This Colony review contains spoilers.
Colony Season 2 Episode 3
Colony might be one of the most brutal shows on television right now. It also might be one of the bleakest. But even if its atmosphere is as suffocating as it is magnetic, even if it leaves you feeling slightly oppressed and more than a little violated after you watch each episode – and even if it is hard to sit through and it’s hard to explain why – Colony just might be one of the most life-affirming series that has ever aired on cable or network TV. That’s what makes it so important.
We’re only three episodes into this show’s second season and it feels like the plot has been burnt through twice already. We’ve gotten Charlie back, we’ve witnessed “The Arrival”, we’ve met Devon, we’ve seen Will go postal on a bunch of unsuspecting goons in the Santa Monica Bloc, and we’ve observed Katie scrambling around trying to save her other son now that he’s locked up in a labor camp. But what we haven’t seen is the Bowman family reunited together at last, in one place. It warms my heart to say that this does indeed happen in this episode’s final moments, for better and worse. And it’s so f**king worth it.
Not gonna lie. “Sublimation” is one of the greatest episodes of sci-fi TV I’ve seen in a over a decade. Not because it focuses on extraterrestrials doing creepy alien things. Not because its storyline is so mind-bending and twisty that its plot contorts itself into a rough pretzel shape like that of a Moffat era Doctor Who adventure.No, this episode is noteworthy because it does something dead simple yet startinglty profound: it dares to show a parent (Katie) explaining to their young child (Gracie) the concept of comparative religion and the importance of thinking for yourself. This may sound dull and mundane to some of you (especially since it didn’t take place on a spacecraft of some sort), but this scene is perhaps the most thrilling sequence I’ve seen peformed on a scripted drama in quite some time.
And although it sneaks up on you, you know it’s coming. Early on, Katie has a moment with a spiritual teacher that hosts an underground religious study group. I’m assuming that it’s underground because of how “The Perfect Day” movement seems to be so prominent in the harsh world of the Los Angeles Bloc. We haven’t spent much time with this side character (if at all), so it’s jarring to see her in his presence again, opening up to him about the trials and tribulations of her life.

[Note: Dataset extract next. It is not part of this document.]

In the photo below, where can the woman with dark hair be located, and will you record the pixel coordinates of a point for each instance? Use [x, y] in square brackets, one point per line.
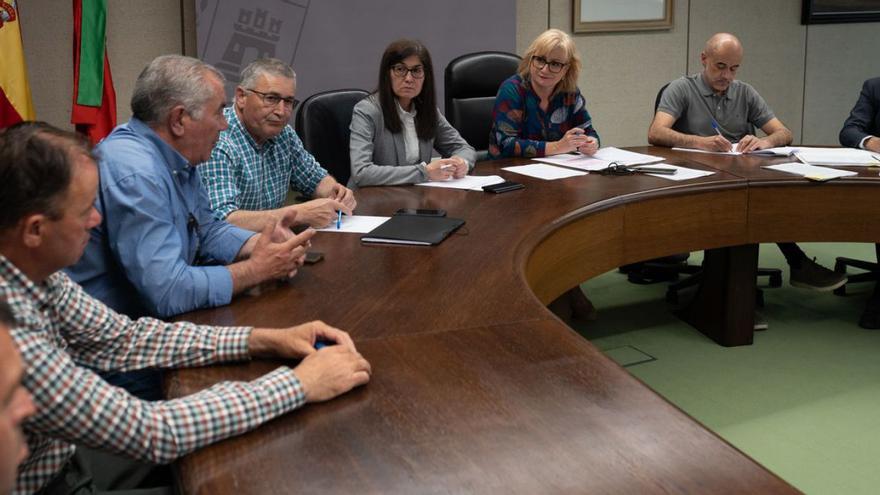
[395, 130]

But then I remembered that Katie really doesn’t have anyone she can open up to at the moment. She has no one to confess her sins to in order to receive or be guided to an epiphany of some sort. All the people she knows have their own stakes in the broader “Occupation” dilemma that she really must hide her innermost thoughts from most everyone in order to keep functioning.
So Katie needs someone to bounce her ideas off of, to reflect her turmoil and help her gain a new sense of perspective on it. This spiritual teacher character is good for that, but she still holds back so much of her life that opening up to him only gets her so far. Even so, it’s enough to get her wheels turning.
Will, on the other hand, has Devon to vent to at the moment. But as we’ve seen in “Sublimation”, her character is killed off as quickly as it was brought on. At the end of the episode, she is killed by one of the Occupation’s drones while Will and Charlie and their guide try to scale the wall in order to get back to their home with Katie and the others. Now that Devon is gone, I can’t help but wonder why Colony has a boner for offing Will’s professional partners who also happen to be African-American. I don’t want to be that guy, but…it’s difficult not to notice, am I right?
What about Bram? Despite surviving every single prison movie cliche ever, Bram is navigating his way through the forced labor camp with the help of former proxy governor Snyder. Their scenes together echo that of Snyder’s introduction to Will last year, except “funnier.” But now Snyder really does need the Bowman’s help to navigate through the perilous minutiae of his new position. I’m interested to see where Bram’s story arc is taking him, and if they’re prepping him to become a villain or an antihero of some sort. What if he becomes a member of The Occupation itself?
If anyone on Colony’s cast deserves more praise, it’s definitely Kathleen Rose Perkins (Jennifer McMahon). I wasn’t expecting her presence on the show to last this long, but I’m happy it did. Watching her try to keep her role at Homeland Security through any means necessary (i.e. exploiting Katie as her Resistance contact) is equally as thrilling as the intrigues the main cast are dealing with at the moment, if not more in a corporate way. Who knew behind her sweet demeanor she was secretly ruthless when her ass is put on the line.
Speaking of which, Katie is ready and willing to put her own ass on the line and turn herself into Homeland just to keep whatever family she has left safe. This is what make “Sublimation” so hard to watch besides that violent deaths of Devon and that one guy that was a pretty nifty plot device; you watch Katie realize she’s at the end of her rope. You see how she responds to that fact with as much dignity as she can muster – and it’s soul crushing. That’s why seeing an unexpected Bowman family reunion at the end feels like such a victory within our hearts. But judging from the uneasy look that Katie and Will shared before the end credits rolled, this happiness will be shortlived (as if there was any doubt).